A merger clause is a clause in a contract stating that the contract in question is the one and only agreement between two parties. Also known as a supplementary clause, this clause usually represents the final agreement between the two parties and supersedes any previously existing oral or written agreements, also known in contract law as proof of speech.

Merger clauses are useful as they prevent one of the parties involved from walking back after signing the contract and claiming that the deal is not complete. Employment agreements, sale of goods agreements, and franchise agreements are three examples of agreements that may contain a merger clause.

When two parties include a merger clause in a contract, it ensures that the contract represents the entirety of the agreement between the two and that any terms not included do not have to be met. Since this is the case, those who agree to such a clause must be certain that the agreement satisfies all predetermined needs. Only a subsequent written agreement can cancel the terms agreed in a contract bound by a merger clause.

These clauses also replace any previous agreements between the two parties. Under contract law, any informal or verbal agreements do not have to be honored by the parties involved once an integration clause has been inserted. Any claim by either party that an implied agreement, which is not contemplated in the original contract, is disregarded is futile. The merger clauses render such unwritten agreements essentially meaningless.

If a dispute arises regarding such contracts, the courts will generally rule that any contract which contains an amalgamation clause has been properly discussed and negotiated to the maximum extent by both parties, and therefore will not accept any claim that a pre-existing agreement should be honored . Such extraneous agreements are known as verbal evidence, and the law prevents such evidence from being considered in the case. In this way, probation laws are effective in preserving the integrity of written contracts.

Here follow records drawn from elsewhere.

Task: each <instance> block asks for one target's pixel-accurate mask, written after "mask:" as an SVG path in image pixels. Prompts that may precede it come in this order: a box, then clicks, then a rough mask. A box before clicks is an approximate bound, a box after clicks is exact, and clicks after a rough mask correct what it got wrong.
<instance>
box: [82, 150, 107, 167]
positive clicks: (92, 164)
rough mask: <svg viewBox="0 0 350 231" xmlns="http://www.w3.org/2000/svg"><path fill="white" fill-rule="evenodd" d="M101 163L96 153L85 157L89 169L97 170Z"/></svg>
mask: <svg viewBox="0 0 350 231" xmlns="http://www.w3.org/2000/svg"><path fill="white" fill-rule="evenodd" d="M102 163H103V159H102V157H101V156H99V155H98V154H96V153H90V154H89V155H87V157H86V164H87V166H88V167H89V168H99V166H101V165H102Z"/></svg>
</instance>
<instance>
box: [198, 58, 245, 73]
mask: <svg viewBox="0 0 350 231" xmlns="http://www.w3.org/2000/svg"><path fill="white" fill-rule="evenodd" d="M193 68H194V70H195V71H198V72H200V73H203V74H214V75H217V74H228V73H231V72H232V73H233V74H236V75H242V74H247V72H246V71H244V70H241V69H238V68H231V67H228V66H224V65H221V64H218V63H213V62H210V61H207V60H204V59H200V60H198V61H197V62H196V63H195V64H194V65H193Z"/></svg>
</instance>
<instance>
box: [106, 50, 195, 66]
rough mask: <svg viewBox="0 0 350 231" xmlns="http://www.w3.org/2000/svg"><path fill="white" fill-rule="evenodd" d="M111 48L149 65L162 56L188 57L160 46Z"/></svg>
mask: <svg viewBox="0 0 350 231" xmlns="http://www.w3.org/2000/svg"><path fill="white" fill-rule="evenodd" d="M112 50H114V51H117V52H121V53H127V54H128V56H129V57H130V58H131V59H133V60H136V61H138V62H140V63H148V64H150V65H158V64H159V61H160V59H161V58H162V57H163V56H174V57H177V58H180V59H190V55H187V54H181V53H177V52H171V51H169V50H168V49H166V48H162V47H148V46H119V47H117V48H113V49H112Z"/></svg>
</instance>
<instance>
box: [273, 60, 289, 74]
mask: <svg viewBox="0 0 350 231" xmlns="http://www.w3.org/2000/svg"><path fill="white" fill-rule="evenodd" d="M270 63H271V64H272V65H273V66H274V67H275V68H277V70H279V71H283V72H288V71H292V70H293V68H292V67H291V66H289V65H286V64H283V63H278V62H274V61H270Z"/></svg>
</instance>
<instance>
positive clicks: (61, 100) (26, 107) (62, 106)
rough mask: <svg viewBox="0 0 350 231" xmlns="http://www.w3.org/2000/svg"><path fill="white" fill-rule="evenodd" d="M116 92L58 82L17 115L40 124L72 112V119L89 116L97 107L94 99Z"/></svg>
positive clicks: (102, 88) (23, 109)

Some types of contracts typically include a merger clause to consolidate the deal. Employment contracts detailing the rate of pay and medical and pension benefits contain the clause to prevent an employee from claiming that he did not get what he promised. Sale-of-goods agreements often specify the price, delivery time, and quantity of goods sold, and include merger clauses to prevent either party from changing these terms after the fact. Franchise agreements cover the franchisor and the franchisee and may also include a merger clause as a way to lock in the terms of the franchise agreement.